El independentismo, que es una hipertrofia de la protección, no ha hecho más que menoscabar y empobrecer lo protegido. Cataluña ha salido económica, social y culturalmente muy dañada de ese proceso que ha terminado pero cuya causa secesionista «sigue abierta», según ha declarado recientemente Francesc-Marc Álvaro, candidato de ERC al Congreso en las inminentes elecciones. Da capo, entonces. Vuelta a empezar y así hasta el tedio infinito de los tiempos. El nacionalismo catalán eligió desde el principio una vía muerta porque basaba su proyecto en una imposible y espuria singularidad, aislada, paradójicamente, de su propia historia, que una y otra vez ha intentado maquillar para adaptarla a sus delirios de grandeza, como sucedió con aquel «milenario» de Cataluña que Jordi Pujol quiso celebrar con toda la pompa en 1988 y que mataba de risa al gran medievalista Martín de Riquer. Como decía Ferlosio en uno de sus pecios, «el fascismo consiste sobre todo en no limitarse a hacer política y en pretender hacer historia». 

«En la escuela catalana se habla de la «Corona catalano-aragonesa», en un intento desesperado por adueñarse del pasado»

Uno de los síntomas más curiosos del delirio de los independentistas es su alergia a reconocerse parte de la Corona de Aragón.
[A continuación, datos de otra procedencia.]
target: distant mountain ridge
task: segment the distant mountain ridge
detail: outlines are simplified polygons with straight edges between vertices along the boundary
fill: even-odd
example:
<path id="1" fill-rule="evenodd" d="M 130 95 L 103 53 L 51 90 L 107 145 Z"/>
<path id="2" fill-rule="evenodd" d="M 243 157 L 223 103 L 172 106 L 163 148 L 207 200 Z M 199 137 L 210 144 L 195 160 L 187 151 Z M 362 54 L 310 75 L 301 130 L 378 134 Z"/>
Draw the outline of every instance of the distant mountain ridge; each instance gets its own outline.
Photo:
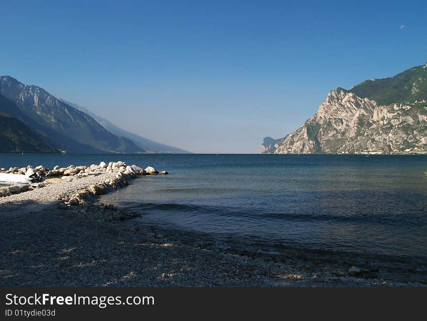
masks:
<path id="1" fill-rule="evenodd" d="M 157 142 L 154 142 L 154 141 L 123 129 L 114 125 L 108 120 L 96 115 L 87 108 L 79 106 L 77 104 L 67 101 L 61 98 L 57 98 L 69 106 L 87 113 L 96 120 L 104 128 L 115 135 L 122 136 L 131 140 L 137 146 L 145 150 L 146 152 L 173 154 L 190 153 L 190 152 L 186 150 L 157 143 Z"/>
<path id="2" fill-rule="evenodd" d="M 0 153 L 57 152 L 40 134 L 8 112 L 17 109 L 0 95 Z"/>
<path id="3" fill-rule="evenodd" d="M 0 77 L 0 94 L 17 108 L 8 113 L 30 126 L 60 149 L 76 153 L 137 153 L 145 151 L 112 134 L 85 113 L 42 88 Z"/>
<path id="4" fill-rule="evenodd" d="M 301 127 L 264 145 L 260 152 L 427 153 L 427 64 L 331 91 Z"/>

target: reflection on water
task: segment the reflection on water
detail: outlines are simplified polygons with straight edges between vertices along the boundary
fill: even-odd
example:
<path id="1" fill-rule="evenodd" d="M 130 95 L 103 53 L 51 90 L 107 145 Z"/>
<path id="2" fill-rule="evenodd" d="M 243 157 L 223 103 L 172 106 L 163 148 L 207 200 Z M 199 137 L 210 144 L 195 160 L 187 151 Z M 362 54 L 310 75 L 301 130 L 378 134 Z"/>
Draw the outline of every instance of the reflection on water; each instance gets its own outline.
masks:
<path id="1" fill-rule="evenodd" d="M 144 222 L 242 243 L 427 261 L 427 156 L 0 155 L 0 167 L 122 160 L 167 170 L 102 196 Z"/>

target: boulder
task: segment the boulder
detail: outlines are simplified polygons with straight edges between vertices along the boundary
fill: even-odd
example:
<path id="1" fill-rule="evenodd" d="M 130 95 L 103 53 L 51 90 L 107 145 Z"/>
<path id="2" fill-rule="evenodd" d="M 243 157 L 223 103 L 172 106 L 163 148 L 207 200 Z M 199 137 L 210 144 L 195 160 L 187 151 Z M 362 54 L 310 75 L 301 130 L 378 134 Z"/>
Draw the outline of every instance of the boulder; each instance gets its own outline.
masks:
<path id="1" fill-rule="evenodd" d="M 90 165 L 90 168 L 92 171 L 96 171 L 96 170 L 99 169 L 99 166 L 98 165 L 95 165 L 95 164 L 92 164 L 92 165 Z"/>
<path id="2" fill-rule="evenodd" d="M 80 169 L 77 167 L 71 167 L 66 170 L 64 172 L 64 175 L 66 176 L 75 175 L 80 171 Z"/>
<path id="3" fill-rule="evenodd" d="M 36 173 L 36 171 L 33 168 L 29 168 L 27 170 L 27 171 L 25 172 L 25 176 L 27 177 L 33 177 L 35 176 Z"/>
<path id="4" fill-rule="evenodd" d="M 31 186 L 33 187 L 44 187 L 45 184 L 43 183 L 34 183 L 33 184 L 31 184 Z"/>
<path id="5" fill-rule="evenodd" d="M 132 165 L 131 167 L 133 170 L 133 171 L 137 174 L 138 174 L 139 175 L 144 175 L 146 173 L 145 170 L 143 169 L 141 167 L 137 166 L 136 165 Z"/>
<path id="6" fill-rule="evenodd" d="M 362 277 L 377 277 L 377 274 L 369 270 L 360 269 L 354 265 L 348 270 L 349 276 L 357 276 Z"/>
<path id="7" fill-rule="evenodd" d="M 9 186 L 9 193 L 11 194 L 12 193 L 20 193 L 21 188 L 19 186 Z"/>
<path id="8" fill-rule="evenodd" d="M 20 187 L 21 192 L 28 192 L 31 189 L 30 185 L 22 185 Z"/>
<path id="9" fill-rule="evenodd" d="M 69 202 L 68 202 L 68 204 L 71 206 L 77 206 L 80 203 L 79 202 L 79 200 L 77 198 L 71 198 Z"/>
<path id="10" fill-rule="evenodd" d="M 46 176 L 48 177 L 56 177 L 57 176 L 62 176 L 64 172 L 61 172 L 60 170 L 53 169 L 46 173 Z"/>
<path id="11" fill-rule="evenodd" d="M 147 168 L 144 170 L 147 173 L 154 173 L 156 172 L 156 169 L 150 166 L 147 166 Z"/>
<path id="12" fill-rule="evenodd" d="M 44 167 L 43 166 L 43 165 L 40 165 L 37 166 L 37 167 L 35 168 L 35 169 L 36 169 L 37 171 L 41 171 L 41 172 L 44 172 L 46 170 L 46 169 L 44 168 Z"/>

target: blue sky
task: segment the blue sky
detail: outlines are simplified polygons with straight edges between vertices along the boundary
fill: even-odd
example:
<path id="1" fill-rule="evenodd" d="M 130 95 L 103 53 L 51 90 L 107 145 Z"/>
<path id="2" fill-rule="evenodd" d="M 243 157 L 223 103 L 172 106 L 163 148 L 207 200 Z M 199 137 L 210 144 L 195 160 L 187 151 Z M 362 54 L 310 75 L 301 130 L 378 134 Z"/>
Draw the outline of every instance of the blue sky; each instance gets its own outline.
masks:
<path id="1" fill-rule="evenodd" d="M 427 62 L 425 0 L 20 1 L 0 12 L 0 74 L 194 152 L 257 152 L 329 90 Z"/>

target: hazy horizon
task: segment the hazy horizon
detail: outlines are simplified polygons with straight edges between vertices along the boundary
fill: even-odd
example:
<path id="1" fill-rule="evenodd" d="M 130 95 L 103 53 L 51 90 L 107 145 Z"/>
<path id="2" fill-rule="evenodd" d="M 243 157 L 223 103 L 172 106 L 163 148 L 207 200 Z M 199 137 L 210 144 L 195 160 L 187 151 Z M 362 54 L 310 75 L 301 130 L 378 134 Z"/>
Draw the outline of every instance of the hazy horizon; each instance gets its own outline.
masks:
<path id="1" fill-rule="evenodd" d="M 427 62 L 425 1 L 125 2 L 2 4 L 0 74 L 155 141 L 255 153 L 329 91 Z"/>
Algunos de ellos, cuando viajan por el sur de Italia y escuchan al guía hablar de las obras que ahí dejaron i aragonesi, refiriéndose con propiedad al cuerpo político y cultural que conformó aquella jurisdicción dinástica, se sienten visiblemente humillados. Pero lo cierto es que Cataluña no puede entenderse si no es dentro de esa rica tradición histórica, literaria y artística, una de las más importantes del cosmos europeo. El Instituto que promociona la cultura catalana bajo las órdenes de la Generalitat lleva el nombre de un mallorquín, Ramón Llull. El mejor poeta medieval en catalán, Ausias March –y no Ausiàs, si hacemos caso a Riquer– fue valenciano, lo mismo que Joanot Martorell. En la escuela catalana se habla de la «Corona catalano-aragonesa», en un intento desesperado por adueñarse del pasado y liquidar la pluralidad que conformó durante siglos aquella unidad política. 

El título de princesa de Girona es uno de los más antiguos de la monarquía española, más antiguo aún que el principado de Asturias, ya que proviene de un diploma fechado en 1351 por Pedro IV de Aragón. Al reivindicar ese título y asociarlo a unos premios dedicados a la promoción del talento joven, la Casa Real está haciendo mucho más por Cataluña, en un sentido a la vez histórico y democrático, que todas las estériles operaciones de división e intoxicación, falsamente republicanas, emprendidas en los últimos años por un movimiento ciego y fanático, aún con resabios carlistas. Ojalá esa labor, serena, ilustrada y generosa, constituya para las nuevas generaciones de catalanes una oportunidad de juzgar su historia con altura y rigor y de integrarse a la vez en una España democrática que en realidad protege su acervo cultural no sólo con más responsabilidad sino también con mayor legitimidad.